2. Definition and Strategy
| Parameter | DFS (Depth First Search) | BFS (Breadth First Search) |
| Approach | Depth-first: explores as far as possible along each branch before backtracking. | Breadth-first: explores all neighbors at current depth before moving deeper. |
| Data Structure Used | Stack (can use recursion) | Queue |
| Traversal Order | Child nodes before siblings | Siblings before child nodes |
3. Algorithm (High-Level Steps)
DFS Algorithm:
1. Start at the source node.
2. Mark it as visited.
3. Recursively visit each unvisited neighbor.
4. Backtrack if no unvisited neighbors are left.
BFS Algorithm:
1. Start at the source node.
2. Enqueue the source node and mark it as visited.

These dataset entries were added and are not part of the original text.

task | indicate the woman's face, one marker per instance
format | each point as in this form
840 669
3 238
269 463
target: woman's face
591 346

3. Dequeue a node, visit it, and enqueue its unvisited neighbors.
4. Repeat until the queue is empty.
4. Example
DFS Traversal (A -> B -> C -> E -> D)
BFS Traversal (A -> B -> C -> D -> E)
5. Time and Space Complexity
| Operation | DFS | BFS |
| Time Complexity | O(V + E) | O(V + E) |
| Space Complexity | O(V) in worst case (due to recursion/stack) | O(V) due to queue |
V = number of vertices, E = number of edges
6. Key Differences
| Point | Depth First Search (DFS) | Breadth First Search (BFS) |
| 1. Strategy | Goes deep into each branch before backtracking. | Explores all neighbors at the current level before going deeper. |
| 2. Data Structure Used | Stack (can also use recursion). | Queue. |
| 3. Path Finding | Does not always give the shortest path. | Always gives the shortest path in an unweighted graph. |
| 4. Space Complexity | O(h) where h = height of the graph/tree. | O(w) where w = width of the graph/tree. |
| 5. Use Cases | Solving puzzles, topological sorting, cycle detection. | Finding shortest paths, level-order traversal, web crawling. |
| 6. Traversal Pattern | Depth-wise traversal (child before sibling). | Level-wise traversal (sibling before child). |
| 7. Implementation | Easier to implement with recursion. | Requires queue management (non-recursive). |
7. Applications
DFS:
• Solving mazes and puzzles (like Sudoku)
• Topological sorting
• Detecting cycles in graphs
• Strongly Connected Components (SCC)
BFS:
• Finding shortest path in unweighted graphs
• Web crawling
• Social networking (finding degrees of connection)
• Peer-to-peer networks